Magnetism: Or, Understanding the Gravity of the Situation

Former Employer President Tiffany put a magnetic word set on the refrigerator of the breakroom there (I promise, I promise I will stop writing about them sometime really soon, but clearly I have some stuff to work through here, okay?).

She bought a corporate-themed one, with words like "synergy" and "memo" and "cross-functionality" and "facsimile" (that's "fax" to his friends). She thought it would encourage people's creativity, build morale, and possibly even reveal some brilliant tactics from the depths of the company's mental trenches. Instead, she ended up almost immediately throwing away the word "sex" because the first sentence that turned up was "serious stress solution is sex on my desk." Silly Tiffany! Almost our entire workforce was under 25 and we were, if I may say so, a fairly bright and (cough) reasonably hormonal bunch. You can make some shockingly graphic sentences from words about men, women, clients, offices, procedures, workplace supplies, and a handy assortment of verbs and adjectives.

My gawgeous lesbian pal V. rescued the word "sex" from the trash can for her own personal use and had "sex" for a long time on her computer monitor. (She later quit.)
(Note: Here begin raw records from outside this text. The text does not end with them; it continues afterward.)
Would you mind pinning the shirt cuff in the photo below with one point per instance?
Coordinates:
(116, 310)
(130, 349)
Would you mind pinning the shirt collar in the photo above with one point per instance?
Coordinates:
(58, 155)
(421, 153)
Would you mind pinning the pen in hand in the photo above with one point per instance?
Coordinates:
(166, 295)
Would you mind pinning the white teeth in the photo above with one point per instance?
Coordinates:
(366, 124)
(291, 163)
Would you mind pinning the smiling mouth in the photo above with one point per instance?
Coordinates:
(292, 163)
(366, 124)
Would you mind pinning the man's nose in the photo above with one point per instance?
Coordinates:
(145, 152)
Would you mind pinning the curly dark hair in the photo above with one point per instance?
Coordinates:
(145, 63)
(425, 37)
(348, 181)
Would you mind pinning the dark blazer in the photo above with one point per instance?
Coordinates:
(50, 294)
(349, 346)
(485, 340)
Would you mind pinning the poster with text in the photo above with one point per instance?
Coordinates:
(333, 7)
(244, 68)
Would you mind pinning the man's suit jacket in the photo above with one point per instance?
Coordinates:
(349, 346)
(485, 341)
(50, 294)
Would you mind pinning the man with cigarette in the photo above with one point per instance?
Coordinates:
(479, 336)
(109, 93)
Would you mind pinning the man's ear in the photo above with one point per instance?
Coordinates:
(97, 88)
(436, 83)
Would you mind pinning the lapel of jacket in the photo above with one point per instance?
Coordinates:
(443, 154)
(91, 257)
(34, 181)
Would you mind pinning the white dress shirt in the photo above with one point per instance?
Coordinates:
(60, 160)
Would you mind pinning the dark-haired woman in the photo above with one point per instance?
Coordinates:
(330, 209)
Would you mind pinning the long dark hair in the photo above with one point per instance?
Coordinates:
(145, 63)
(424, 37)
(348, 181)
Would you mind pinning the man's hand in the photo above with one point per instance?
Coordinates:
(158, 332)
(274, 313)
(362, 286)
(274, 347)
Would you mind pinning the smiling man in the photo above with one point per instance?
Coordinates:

It was such an excellent gauge of employee thought and morale - a free-association, anonymous manner of self-expression, turning out such gems as "bosses profit while employees work all night," "management needs vision / workers try hard / none will help," "you must be high.com," and the small-voiced and pathetic "we live here;" plus offerings like the somewhat irreverent "bossy men have small desks" and "undress for success" - that nervous members of senior management (all since quit or fired, incidentally) regularly reshuffled the entire thing into chaos every morning.

I'm so thinking about buying just such a magnet set for my own cube, as all of us have metal cabinets. I spent a little time today spelling out very tame things with brightly colored magnet letters in a friend's workspace. I'm thinking I could place the words randomly on my own cabinet, never compose anything myself, and just see what turns up when I'm away.

Despite what experience keeps telling us, magnetism is the weakest force in physics - no, wait, it's gravity. Is it gravity? Damn, I can't remember. Anyway, I think I'll do it. It would certainly be interesting, and I might not even get fired.